In the last decade the expansion of people with access to ART (antiretroviral therapy) has been dramatic: from 100,000 in 2003 to more 6 million at the end of 2010. This in itself it is a success to be celebrated insofar as human lives have been saved. However, it poses the question: as new people get infected with the virus and as those currently enrolled on first line ARV are forced to move to more expensive second line ARV, who can bear such an economic burden? The dramatic expansion of ARV has been achieved through aid money and it is unlikely that any donor (US included) is willing or able to sustain the ballooning economic burden associated with expanded access to ARV. The reason behind the growing need for treatment  is that efforts to prevent new infections has fallen short of its target. A new book by Mead Over, researcher at the Center for Global Development, makes a very basic yet often ignored point about infections and treatment:  to make the latter sustainable one needs to prevent the former. Over has the merit to explain in very clear terms that the goal should be to stabilize the number of people infected so that the costs for treatment does not increase over time. To do so policies should aim to drop the number of new infections below that of AIDS deaths: this is what the book calls an AIDS transition.

So if the ultimate goal is to hold down AIDS mortality and at the same time to bring down new infections, what are the policies which could incentivize government to pursue such goal?
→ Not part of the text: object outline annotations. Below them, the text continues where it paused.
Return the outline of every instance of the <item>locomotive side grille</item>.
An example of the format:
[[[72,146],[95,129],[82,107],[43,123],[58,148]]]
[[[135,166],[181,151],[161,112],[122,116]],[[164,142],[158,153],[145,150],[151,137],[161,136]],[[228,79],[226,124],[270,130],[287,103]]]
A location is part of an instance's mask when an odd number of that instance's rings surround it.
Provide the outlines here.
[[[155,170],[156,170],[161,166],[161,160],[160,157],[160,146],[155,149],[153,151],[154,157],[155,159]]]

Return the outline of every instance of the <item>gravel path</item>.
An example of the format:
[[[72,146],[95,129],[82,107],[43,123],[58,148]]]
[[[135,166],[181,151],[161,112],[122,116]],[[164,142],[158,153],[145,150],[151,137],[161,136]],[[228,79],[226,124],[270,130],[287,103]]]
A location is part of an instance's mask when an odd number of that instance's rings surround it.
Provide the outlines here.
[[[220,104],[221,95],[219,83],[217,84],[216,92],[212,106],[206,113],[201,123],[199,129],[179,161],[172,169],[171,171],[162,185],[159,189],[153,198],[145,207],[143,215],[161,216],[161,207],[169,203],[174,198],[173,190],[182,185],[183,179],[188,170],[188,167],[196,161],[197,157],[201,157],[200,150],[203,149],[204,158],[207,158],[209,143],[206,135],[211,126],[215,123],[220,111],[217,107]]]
Mead proposes a policy instrument called cash-on-delivery. The principle behind it is very simple: donor and recipient country agree on a specific target; if the recipient achieve such a target it will receive an economic reward. The novelty of such an approach is that the target needs to be an outcome, for example number of infections prevented or number of new people who accessed ART. Such focus on outcome is a necessary step away from current approaches stuck on inputs: for far too long the focus had been narrowed to how many people attended prevention events (inputs) rather than on how many people changed their behavior and therefore prevented infections.

Such cash-on-delivery address in my view another pitfall of HIV/AIDS policies: the lack of economic incentives to engage with HIV/AIDS project. A comparative study of AIDS policies in Uganda and Botswana by Allen and Health revealed how the presence or lack of financial incentives played a role in tipping government into investing time and efforts into AIDS policies. In Botswana, the international aid community had largely withdrawn by the mid 1990s on the assumption that Botswana has enough resources to deal with the new epidemic. Yet, the three main sources of income for Botswana i.e. cattle, diamond and tourism were never directly affected by the epidemic and as a result the political class showed very little interest in tackling the growing AIDS epidemic. On the other hand, Uganda could count on a  donor involvement and continuous cash flow which created institutionalized economic incentives to engage with HIV/AIDS policies on a day-to-day basis.